Strachan laments whinge culture

The voluntary sector whinges too much and needs to become less inward looking and more proactive about promoting its unique strengths, according to Audit Commission chair James Strachan.

The former RNID chief executive also called for a major shake-up of charity regulation and governance structures during his plenary speech at CAF's annual conference last week.

Strachan warned that a culture of whingeing and complaining could be damaging the way that the sector is perceived.

"There are many people in politics who wouldn't stand up and say it, but who are really thinking that the voluntary sector moans and whinges and 'can't-do'," he said. "It is our job to show that we can do."

Strachan insisted that the sector must make more effort to promote its strengths and prove its effectiveness to government, funders and the public.

"We spend a lot of time whingeing, and there is often the view that the rest of the world owes it to us," he said. "We need to explain what value we can add and the skills that others want to work with."

Strachan, who continues to work for the RNID as chair of the board of trustees, called for an overhaul of regulatory and governance practices in order to make the sector more efficient and improve the way it is viewed.

He called for the red tape strangling smaller charities to be cut back and suggested that the Charity Commission should consider relinquishing responsibility for awarding charitable status to smaller organisations.

This role, he said, could be assumed by another government body, such as the Inland Revenue.

These changes could pave the way for greater regulation of the top 200 charities, which Strachan believes is long overdue.
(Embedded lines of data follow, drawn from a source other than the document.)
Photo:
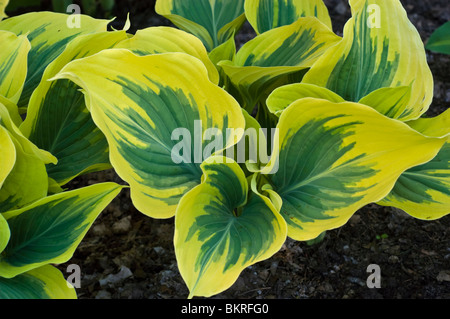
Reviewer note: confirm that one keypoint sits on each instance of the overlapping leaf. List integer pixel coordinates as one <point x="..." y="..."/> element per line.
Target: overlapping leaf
<point x="50" y="229"/>
<point x="3" y="5"/>
<point x="27" y="181"/>
<point x="278" y="52"/>
<point x="285" y="95"/>
<point x="145" y="105"/>
<point x="440" y="39"/>
<point x="334" y="159"/>
<point x="424" y="191"/>
<point x="265" y="15"/>
<point x="380" y="49"/>
<point x="221" y="228"/>
<point x="4" y="233"/>
<point x="8" y="151"/>
<point x="212" y="21"/>
<point x="49" y="33"/>
<point x="46" y="282"/>
<point x="57" y="118"/>
<point x="166" y="39"/>
<point x="13" y="64"/>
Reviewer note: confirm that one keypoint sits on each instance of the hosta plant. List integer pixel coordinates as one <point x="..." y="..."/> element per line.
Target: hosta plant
<point x="335" y="124"/>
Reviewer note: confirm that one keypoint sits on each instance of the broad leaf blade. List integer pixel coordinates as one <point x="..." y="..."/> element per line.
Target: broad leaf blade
<point x="284" y="96"/>
<point x="58" y="120"/>
<point x="380" y="49"/>
<point x="392" y="101"/>
<point x="48" y="34"/>
<point x="8" y="158"/>
<point x="138" y="102"/>
<point x="27" y="181"/>
<point x="49" y="230"/>
<point x="212" y="21"/>
<point x="220" y="230"/>
<point x="334" y="159"/>
<point x="424" y="191"/>
<point x="278" y="52"/>
<point x="13" y="64"/>
<point x="265" y="15"/>
<point x="46" y="282"/>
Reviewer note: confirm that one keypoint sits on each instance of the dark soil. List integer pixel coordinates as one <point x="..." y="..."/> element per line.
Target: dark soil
<point x="128" y="255"/>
He also added his voice to the recent debates that have been reverberating around the sector about reforms that would allow chief executives to sit on trustee boards.

"It is absurd not to have chief executives on trustee boards - in most cases they sit at the table anyway," he said. "They may not be able to vote, but they tacitly smile or grimace as appropriate."

He also believes that chairmen should be paid.

"To have someone doing such a job as an afterthought or on their lunch break from their day job is ridiculous. It leaves the task to those who are rich, or those who do not necessarily have the appropriate skills."

Strachan admitted that there is no panacea to the problems facing the sector, but insisted that better governance and regulation is at the heart of regaining public trust and confidence.

"We need to be well governed and well managed and determined to change the world."

See CAF Conference News, page 3.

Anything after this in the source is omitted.